On your phone while watching TV? Stuck in traffic? Having drinks with friends? On a date?

I was sitting on a couch, in front of a TV, feeling all kinds of pain for being a way from my phone and watching Fasi Fasi. A show whose debut was last week on NBS TV. The point of it is conversations about women empowerment.

The literal translation of its name is make way . Let me volunteer some context about this name.

In down town Kampala when you hear a yell “fasi fasi”, coming up from behind you, you move to the side as fast as you can because the person telling you is carrying luggage big enough to cover his eyes which could hit if you don’t make room for him to pass.

Before it aired there was more hype on social media about the show’s hosts (Becky & David) who have been in our media spaces for a while than it was about the message. I am guilty of tuning last week just to watch them host and maybe that’s why I tuned in again last night but I stayed and I feel good enough about it to write a review.

The conversation was about the perception of women in leadership in Uganda. It’s 2018 and this conversation is an emergency considering how exclusive leadership positions are in this country. 9.9 times out of 10 our media outlets will host an all male panel and justify it as having called women to show up but they didn’t’. Every week social media is awash with angry feminists asking for inclusion of women on social, economic and political panels in media and every week nothing changes.

It’s one of the most infuriating things to watch men make decisions that affect women without so much as a consultation for example reproductive health rights being discussed by a male headed health committee.
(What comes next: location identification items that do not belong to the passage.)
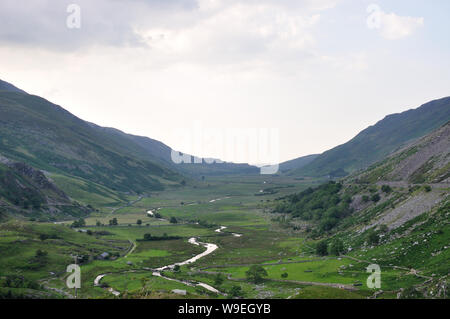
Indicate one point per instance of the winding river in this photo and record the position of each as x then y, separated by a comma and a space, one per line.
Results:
157, 272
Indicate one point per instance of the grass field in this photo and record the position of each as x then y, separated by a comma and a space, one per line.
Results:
250, 237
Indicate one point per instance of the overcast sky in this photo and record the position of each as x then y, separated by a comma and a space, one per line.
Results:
319, 71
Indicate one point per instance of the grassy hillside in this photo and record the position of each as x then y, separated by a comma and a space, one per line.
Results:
297, 163
44, 135
376, 142
394, 213
27, 192
162, 154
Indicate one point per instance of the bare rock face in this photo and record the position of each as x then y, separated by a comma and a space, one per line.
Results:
37, 177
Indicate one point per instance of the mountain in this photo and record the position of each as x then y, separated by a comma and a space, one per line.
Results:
161, 153
394, 214
47, 137
5, 86
425, 161
27, 192
379, 140
297, 163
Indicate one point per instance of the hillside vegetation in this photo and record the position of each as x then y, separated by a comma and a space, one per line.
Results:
378, 141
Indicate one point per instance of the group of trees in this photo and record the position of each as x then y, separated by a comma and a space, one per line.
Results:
335, 248
78, 223
323, 204
149, 237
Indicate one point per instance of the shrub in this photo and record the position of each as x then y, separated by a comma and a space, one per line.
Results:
322, 248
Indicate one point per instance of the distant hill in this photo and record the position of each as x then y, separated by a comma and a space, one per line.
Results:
379, 140
5, 86
26, 191
47, 137
297, 163
161, 153
425, 161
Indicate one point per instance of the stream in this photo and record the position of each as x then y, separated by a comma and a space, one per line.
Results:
157, 272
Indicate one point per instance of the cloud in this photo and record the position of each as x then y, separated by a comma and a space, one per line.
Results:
392, 26
396, 27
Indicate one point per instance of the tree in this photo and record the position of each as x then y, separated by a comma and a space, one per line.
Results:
218, 279
386, 188
322, 248
79, 223
256, 274
375, 197
235, 291
337, 247
373, 238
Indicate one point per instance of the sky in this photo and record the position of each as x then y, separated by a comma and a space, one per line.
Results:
315, 72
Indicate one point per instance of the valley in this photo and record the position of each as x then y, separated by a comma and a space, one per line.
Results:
140, 226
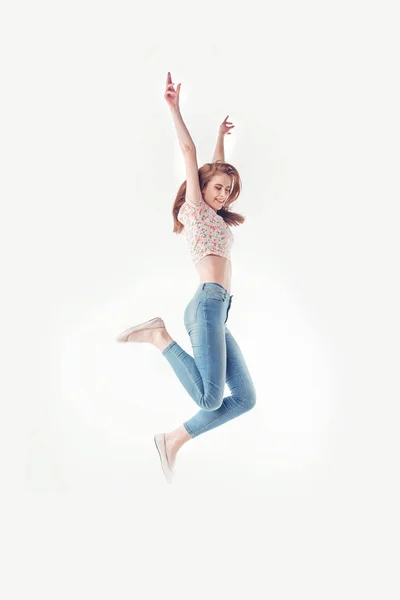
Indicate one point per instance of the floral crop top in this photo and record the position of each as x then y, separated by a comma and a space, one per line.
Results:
206, 231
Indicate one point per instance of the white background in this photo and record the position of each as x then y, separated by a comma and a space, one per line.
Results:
297, 498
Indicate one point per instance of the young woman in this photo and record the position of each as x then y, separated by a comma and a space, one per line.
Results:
201, 208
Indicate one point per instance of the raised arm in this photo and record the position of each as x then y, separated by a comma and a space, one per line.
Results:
224, 128
193, 192
172, 98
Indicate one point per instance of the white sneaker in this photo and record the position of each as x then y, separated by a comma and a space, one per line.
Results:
156, 323
159, 440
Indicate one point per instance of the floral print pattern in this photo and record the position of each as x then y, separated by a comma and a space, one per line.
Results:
206, 231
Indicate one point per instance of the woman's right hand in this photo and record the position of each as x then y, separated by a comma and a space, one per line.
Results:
172, 96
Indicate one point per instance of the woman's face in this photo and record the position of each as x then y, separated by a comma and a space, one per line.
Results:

Patience Akumu one of the guests on last night’s show puts it rightly; “Uganda is like a family run by a very bad father and we are still playing by patriarchal standards”. Watch every gomesi-wearing- kneeling -for-votes-as-she- campaigns- for-a-seat-in-parliament woman and you will see her point.

The problem or at least one of them is that “politics and public offices have been crafted around the man and it will take more than affirmative action to make it a truly human space” says Jackie Asiimwe a human rights lawyer and a guest on last night’s show .

We need to stop treating women leadership as a token, “hey here are a few parliamentary seats for you.” Women aren’t a minority because in Uganda 51% of the population is female, and we need to “stop treating exclusion of women with gloves”.

There are a few places to start schools for example shouldn’t be teaching children things like the father is the head of the home. It’s that type of messaging that creates a bias against girls taking positions of power.

Men have historically had so much power and we can all agree, they have done a horrible job at leading our communities and country. Therefore having women in leadership isn’t just the right thing to do as human beings but it’s also the smart thing to do as an economy.

Otherwise how are you doing?

Did you watch the show? What are your thoughts about it?

Comments

  1. Kangye Writes

    I didn’t watch the show.
    You point out a critical observation about the ‘all men panels’ especially on political and economy related conversations. I think it should begin with media houses taking up the challenge upon themselves to increase women participation on such shows.

    Also, beginning from home, girls should be challenged with roles beyond housekeeping like the case is with boys.